On this date 50 years ago, an Atlanta jury awarded Georgia Athletic Director Wally Butts $3.06 million in damages for a story published in the Saturday Evening Post that alleged he and Alabama head coach and AD, Paul W. Bryant had conspired to fix the 1962 game between the two teams. Butts, who had lost his job as a result of the scandal, eventually collected $460,000.
Soon after the judgement Bryant settled with the Post for $300,000. In his autobiography, Bryant said the strain of the experience had "taken 10 years off my life."
In 1986, James Kirby, who had attended the trial as an observer for the SEC, penned a book on the case, Fumble. Dawg Sports' own T. Kyle King produced an exhaustive and withering analysis of both the case and Kirby's book for Roll Bama Roll in 2010. If you want to learn more about this tumultuous episode in the history of Georgia and Alabama football, you would be hard-pressed to find a better place to go.

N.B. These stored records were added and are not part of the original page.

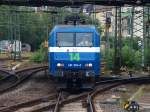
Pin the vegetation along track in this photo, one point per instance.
(13, 79)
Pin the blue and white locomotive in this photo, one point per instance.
(74, 52)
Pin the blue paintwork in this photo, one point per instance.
(85, 58)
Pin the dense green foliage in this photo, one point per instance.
(131, 55)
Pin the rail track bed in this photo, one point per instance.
(31, 90)
(37, 86)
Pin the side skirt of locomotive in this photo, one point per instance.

That said, if you want to know more I have dug up links to some of the better source material (including the Associated Press story of the verdict you can get by clicking the newspaper headline above):
- The orginal article, "The Story of A College Football Fix," which appeared in the March 23, 1963 issue of The Saturday Evening Post.

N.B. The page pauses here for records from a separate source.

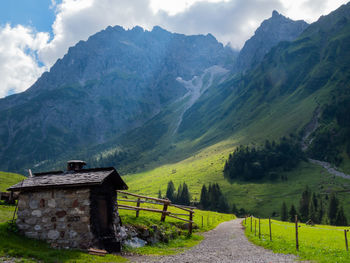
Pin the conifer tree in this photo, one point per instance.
(284, 212)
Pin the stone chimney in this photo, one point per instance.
(75, 165)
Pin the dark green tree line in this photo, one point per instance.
(181, 196)
(250, 163)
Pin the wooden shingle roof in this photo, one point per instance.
(60, 179)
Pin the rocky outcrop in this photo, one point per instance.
(102, 88)
(272, 31)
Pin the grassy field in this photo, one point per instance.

- The notes taken by Atlanta insurance agent George Burnett of the phone call between Butts and Bryant that eventually led to the expose.
- An exerpt from Bryant's statewide televised press conference prior to the release of the story refuting the allegations against he and Butts.

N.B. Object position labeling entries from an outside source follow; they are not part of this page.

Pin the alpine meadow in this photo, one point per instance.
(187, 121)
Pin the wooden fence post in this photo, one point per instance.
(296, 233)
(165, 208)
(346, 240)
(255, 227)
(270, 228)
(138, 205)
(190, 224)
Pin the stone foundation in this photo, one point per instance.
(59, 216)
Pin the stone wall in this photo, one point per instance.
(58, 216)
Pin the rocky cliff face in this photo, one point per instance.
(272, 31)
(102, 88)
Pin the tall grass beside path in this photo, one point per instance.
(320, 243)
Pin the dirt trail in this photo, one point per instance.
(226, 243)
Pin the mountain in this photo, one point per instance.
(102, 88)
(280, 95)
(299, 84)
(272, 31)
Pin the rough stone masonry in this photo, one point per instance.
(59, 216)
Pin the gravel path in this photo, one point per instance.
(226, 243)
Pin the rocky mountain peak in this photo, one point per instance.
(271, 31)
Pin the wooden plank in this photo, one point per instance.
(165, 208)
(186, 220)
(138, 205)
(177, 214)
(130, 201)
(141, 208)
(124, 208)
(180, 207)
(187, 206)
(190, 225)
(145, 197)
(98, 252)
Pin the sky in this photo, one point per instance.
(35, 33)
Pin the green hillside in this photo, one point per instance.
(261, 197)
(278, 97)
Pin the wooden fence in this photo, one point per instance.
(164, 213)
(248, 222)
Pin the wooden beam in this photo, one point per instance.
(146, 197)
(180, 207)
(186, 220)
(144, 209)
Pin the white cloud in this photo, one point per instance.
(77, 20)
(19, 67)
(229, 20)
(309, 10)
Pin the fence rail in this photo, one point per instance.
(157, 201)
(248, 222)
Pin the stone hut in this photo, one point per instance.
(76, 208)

- The overview of the trial by Sports Illustrated's Dan Jenkins, "A Trial That Has the South Seething," published as the proceedings began in August 1963.
- The Saturday Evening Post's summation of the case and its eventual outcomes, "Why Did the Post Lose It's $10 Millon Case?," posted on the 50th anniversary of the article's publication.
- Curtis Publishing Co. v. Butts, 388 U.S. 130 (1967): The ruling by the US Supreme Court that ended the legal battle and established the standard of First Amendment protection against defamation claims brought by private individuals.
- The Atlanta Journal Constitution's disingenious defense of former columist Furman Bisher's contribution to the infamous expose. (Bisher did not pen the piece but he did provide quotes reportedly from Georgia's coach Johnny Griffth which were proved during the trial to have been fabricated.)